ETL Server: avoid redundant extracts

This site uses cookies. By continuing to browse this site, you are agreeing to our Cookie Policy.

  • ETL Server: avoid redundant extracts

    A question for the developers team:

    In the project which I am currently setting up, there are six really complex (and therefore slow) ODBC extracts. They are used more than once since various transforms are based on each of them.

    I managed to have the entire job execute in half of the time through a preceding job which runs these five extracts just once and writes the result into six flat files so that all the transforms can use the flat file instead of redundantly re-executing the ODBC extracts.

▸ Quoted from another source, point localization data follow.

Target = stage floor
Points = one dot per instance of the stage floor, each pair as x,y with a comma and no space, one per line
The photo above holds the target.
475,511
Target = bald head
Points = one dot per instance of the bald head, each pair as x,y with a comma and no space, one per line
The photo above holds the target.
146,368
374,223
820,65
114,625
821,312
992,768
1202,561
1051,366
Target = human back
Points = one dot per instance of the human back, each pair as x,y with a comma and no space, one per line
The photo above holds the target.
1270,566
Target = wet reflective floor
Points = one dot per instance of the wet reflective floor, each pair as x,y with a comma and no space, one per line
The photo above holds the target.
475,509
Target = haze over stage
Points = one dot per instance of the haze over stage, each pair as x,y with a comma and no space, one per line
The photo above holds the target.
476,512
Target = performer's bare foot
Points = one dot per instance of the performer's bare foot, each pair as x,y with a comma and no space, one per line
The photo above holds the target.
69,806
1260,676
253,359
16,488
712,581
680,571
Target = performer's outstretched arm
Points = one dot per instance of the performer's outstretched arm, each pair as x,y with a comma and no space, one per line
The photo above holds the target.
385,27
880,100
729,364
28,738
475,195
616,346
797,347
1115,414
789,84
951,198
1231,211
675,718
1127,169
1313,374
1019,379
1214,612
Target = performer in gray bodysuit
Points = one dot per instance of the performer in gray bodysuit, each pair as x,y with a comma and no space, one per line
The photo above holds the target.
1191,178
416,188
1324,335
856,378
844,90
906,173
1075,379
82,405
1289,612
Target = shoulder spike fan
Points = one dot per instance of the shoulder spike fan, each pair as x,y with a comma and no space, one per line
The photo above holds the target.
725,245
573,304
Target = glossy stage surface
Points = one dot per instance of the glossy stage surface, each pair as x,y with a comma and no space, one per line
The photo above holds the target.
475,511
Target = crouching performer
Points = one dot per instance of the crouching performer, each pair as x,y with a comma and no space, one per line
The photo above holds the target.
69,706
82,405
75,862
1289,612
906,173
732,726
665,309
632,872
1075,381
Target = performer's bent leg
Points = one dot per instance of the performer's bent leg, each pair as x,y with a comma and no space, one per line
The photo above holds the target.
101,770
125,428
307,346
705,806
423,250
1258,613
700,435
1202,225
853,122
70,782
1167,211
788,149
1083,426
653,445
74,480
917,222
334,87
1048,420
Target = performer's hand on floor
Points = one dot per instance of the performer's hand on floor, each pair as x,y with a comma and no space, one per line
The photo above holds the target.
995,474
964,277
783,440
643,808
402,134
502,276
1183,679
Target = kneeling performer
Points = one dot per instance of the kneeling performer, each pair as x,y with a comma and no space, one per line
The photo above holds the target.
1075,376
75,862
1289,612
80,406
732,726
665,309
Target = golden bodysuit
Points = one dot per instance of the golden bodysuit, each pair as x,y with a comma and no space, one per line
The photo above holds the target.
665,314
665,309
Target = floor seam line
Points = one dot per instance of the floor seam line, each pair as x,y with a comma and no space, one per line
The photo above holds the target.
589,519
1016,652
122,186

    Could one introduce some logic into ETL Server which does something similar automatically so one does not have to set that up manually?

    The post was edited 1 time, last by holger_b ().

  • Interesting idea, but difficult to find a good logic for it:
    - When should this "Cache" be updated, after each job, every day?
    - If you have a SQL-database available, it would be faster to write the data there, instead of o file.
    It seems that doing it manually as proposed is performant, flexible and not so complicated to model.
  • Hello Andreas,

    sure, not an actual problem to do that manually.

    What I had in mind was something like this: When ETL Server notices that within the same job (for example a default job which contains multiple other jobs) an ODBC source will be queried more than once, it caches the result or stores it in the groovy database (isn't that done anyway?).